George Ranney Still Knows Best

A friend has forwarded an article from the Daily Herald by Marna Pyke about what George Ranney, head of something called Metropolis Strategies, and Jim LeBelle, a former Chairman of the Lake County Board, want to do to township road commissioners–abolish them.

This is a group that supported the 88% toll tax hike of Governor Pat Quinn.

No mention in its press release that it has a clue that the Tollway gets no Motor Fuel Taxes paid by vehicle using the Tollway, that most of this revenue gets shunted by the Illinois Department of Transportation outside of the Chicago metropolitan area.

Somehow, I would think an organization with the word “metropolis” in its title might take an interest in a rip-off like that, but, apparently, there is no interest.

As I read the statement of LaBelle on the toll tax hike, I found one marvelous idea:

“The Tollway should adopt a fair and practical method of ‘land value capture’ to help pay for improvements.

“Value capture enables property owners and communities in locations that especially benefit economically from improvements to help pay for them.”

A kNOw RTA clip=on button from the 1974 RTA referendum.

Based on the “site value taxation” of property by the first great American economist, Henry George, it basically says that the increase in value of public improvements should help pay for them.
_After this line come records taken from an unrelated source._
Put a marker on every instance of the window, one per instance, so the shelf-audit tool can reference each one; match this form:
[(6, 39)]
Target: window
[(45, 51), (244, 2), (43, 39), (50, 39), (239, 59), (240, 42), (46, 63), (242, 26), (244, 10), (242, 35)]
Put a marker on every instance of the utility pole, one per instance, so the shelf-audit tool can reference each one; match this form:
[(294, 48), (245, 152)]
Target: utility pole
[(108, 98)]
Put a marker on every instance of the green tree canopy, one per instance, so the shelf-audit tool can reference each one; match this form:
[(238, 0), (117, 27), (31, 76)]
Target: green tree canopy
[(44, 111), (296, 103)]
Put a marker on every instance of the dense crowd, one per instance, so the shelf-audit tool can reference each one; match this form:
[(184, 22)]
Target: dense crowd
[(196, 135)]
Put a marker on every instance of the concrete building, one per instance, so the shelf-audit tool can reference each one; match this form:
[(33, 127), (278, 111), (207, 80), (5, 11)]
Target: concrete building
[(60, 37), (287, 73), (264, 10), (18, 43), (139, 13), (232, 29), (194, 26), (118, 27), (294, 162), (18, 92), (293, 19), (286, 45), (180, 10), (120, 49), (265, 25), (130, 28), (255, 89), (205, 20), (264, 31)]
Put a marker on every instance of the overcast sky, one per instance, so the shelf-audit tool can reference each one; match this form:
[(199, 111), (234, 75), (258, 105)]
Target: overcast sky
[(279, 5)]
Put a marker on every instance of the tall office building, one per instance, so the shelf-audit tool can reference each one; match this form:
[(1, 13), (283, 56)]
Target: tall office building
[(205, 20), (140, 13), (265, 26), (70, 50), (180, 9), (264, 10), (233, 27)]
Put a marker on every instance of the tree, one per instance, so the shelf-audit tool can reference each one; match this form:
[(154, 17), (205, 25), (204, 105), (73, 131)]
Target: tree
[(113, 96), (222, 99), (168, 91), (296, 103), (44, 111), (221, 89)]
That’s how the new interchange at Route 47 should be finance, rather than forcing McHenry County taxpayers to pick up part of the tab.

In the article for which I do not have a link, LaBelle argues for elimination of township road commissioners.

He wants legislation because the township road commissioners are not “cost-effective.”

Other initiatives include

  • developing a regional economic plan to counter lackluster job and business growth
  • pushing the state to come up with a plan to handle freight congestion
  • doubling riders on mass transit
  • assessing alternatives to prison for nonviolent offenders and addressing climate change

Regional government advocates have been around as long as I have been active in the political arena.

All of them have one common thread, that they, who mainly live in Chicago, know best what should happen out here in the sticks of McHenry County and other provinces useful only for the taxes they pay.

I met Ranney at my last debate in 1974 on the creation of the Regional Transportation Authority. He represented the “RTA Citizens Committee for Better Transportation.”  I kid you not. That was the title of the proponents’ front group for Downtown Chicago property owners.

As I have said previously, I tried to get other suburban legislators to help- carry the media burden but could get any takers.

About 180,000 kNOw RTA pamphlets were printed in an around-the-clock operation at No. 8 Crystal Lake Plaza, where the McHenry County Republican Headquarters is now locatred and where State Rep. Cal Skinner's legislative office and his father's trade association, the Barley and Malt Institute was in 1974.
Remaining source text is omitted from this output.